Combined with “enhanced fleet utilisation”, the additional aircraft will increase the carrier’s winter capacity by 23%, Guerard says.
“This enables us to open new, promising routes, to revise or expand the seasonal character of others and to increase frequency on our best-performing sun destinations,” she adds.
In August, Transat disclosed its plans to step up seasonal flying to Latin America, with a new Montreal-Lima route that will fly once weekly from 22 December to 26 April, and Toronto-Lima flights to be operated twice weekly from 20 December to 24 April.
The carrier also said last month that it is “consolidating our presence in the Mexican market – a key destination of our Caribbean winter programme” by restarting flights from Montreal to Cozumel.

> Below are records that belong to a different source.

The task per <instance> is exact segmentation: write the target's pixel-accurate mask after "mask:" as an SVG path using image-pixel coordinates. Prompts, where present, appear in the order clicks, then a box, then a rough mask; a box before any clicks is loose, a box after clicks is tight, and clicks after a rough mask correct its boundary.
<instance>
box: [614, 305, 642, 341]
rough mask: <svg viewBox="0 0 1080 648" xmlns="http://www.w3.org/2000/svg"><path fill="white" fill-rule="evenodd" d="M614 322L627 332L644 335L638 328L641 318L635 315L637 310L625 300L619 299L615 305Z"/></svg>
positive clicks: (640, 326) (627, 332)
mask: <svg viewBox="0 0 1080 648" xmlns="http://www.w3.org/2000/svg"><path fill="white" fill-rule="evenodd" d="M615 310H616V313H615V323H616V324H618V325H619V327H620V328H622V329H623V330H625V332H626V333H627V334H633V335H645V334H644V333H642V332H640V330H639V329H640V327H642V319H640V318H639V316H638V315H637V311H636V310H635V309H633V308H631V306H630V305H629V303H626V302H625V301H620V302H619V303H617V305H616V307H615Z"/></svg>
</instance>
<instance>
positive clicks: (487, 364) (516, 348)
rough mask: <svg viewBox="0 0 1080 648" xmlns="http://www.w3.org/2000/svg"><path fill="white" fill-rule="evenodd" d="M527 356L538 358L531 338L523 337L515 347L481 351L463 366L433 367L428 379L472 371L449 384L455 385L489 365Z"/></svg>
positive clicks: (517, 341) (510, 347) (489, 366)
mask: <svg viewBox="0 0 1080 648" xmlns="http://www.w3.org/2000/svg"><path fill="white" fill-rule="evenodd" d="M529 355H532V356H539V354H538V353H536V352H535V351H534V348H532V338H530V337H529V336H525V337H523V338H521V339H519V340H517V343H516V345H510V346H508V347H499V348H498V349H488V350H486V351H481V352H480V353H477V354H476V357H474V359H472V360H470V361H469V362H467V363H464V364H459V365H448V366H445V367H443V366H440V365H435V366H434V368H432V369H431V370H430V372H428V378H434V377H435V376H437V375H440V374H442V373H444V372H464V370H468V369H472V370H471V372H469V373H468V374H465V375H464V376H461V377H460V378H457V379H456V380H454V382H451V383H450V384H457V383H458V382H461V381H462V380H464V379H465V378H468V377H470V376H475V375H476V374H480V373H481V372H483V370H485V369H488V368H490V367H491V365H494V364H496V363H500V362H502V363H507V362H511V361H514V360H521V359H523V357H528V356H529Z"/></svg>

Those flights will be operated once weekly from 15 December to 26 April.
“Despite inflation, the Canadian airline sector continues to benefit from pent-up demand,” Guerard says. “The market is still catching up, especially on international travel.”
On 31 August, Transat completed the sale of its property in Puerto Morelos, Mexico, for $38 million, in a deal with luxury resort group Finest Resorts. The sale will be used to pay down the airline’s debt, according to chief financial officer Patrick Bui.
“With this cash infusion and a better operating environment conducive to a stronger cash-flow generation, we are confident about our ability to further reduce our debts as we continue to diligently work on refinancing,” he says.
Meanwhile, Transat maintains that it will not be immediately impacted by Pratt & Whintey’s recall of PW1100G geared turbofans, which power the carrier’s fleet of A321LRs. Guerard says the leisure carrier has spare GTF engines on hand that will help it mitigate operational disruptions in 2024.
As of 31 July, Transat held C$571 million in cash and cash equivalents, compared with C$411.3 million on the same date of 2022.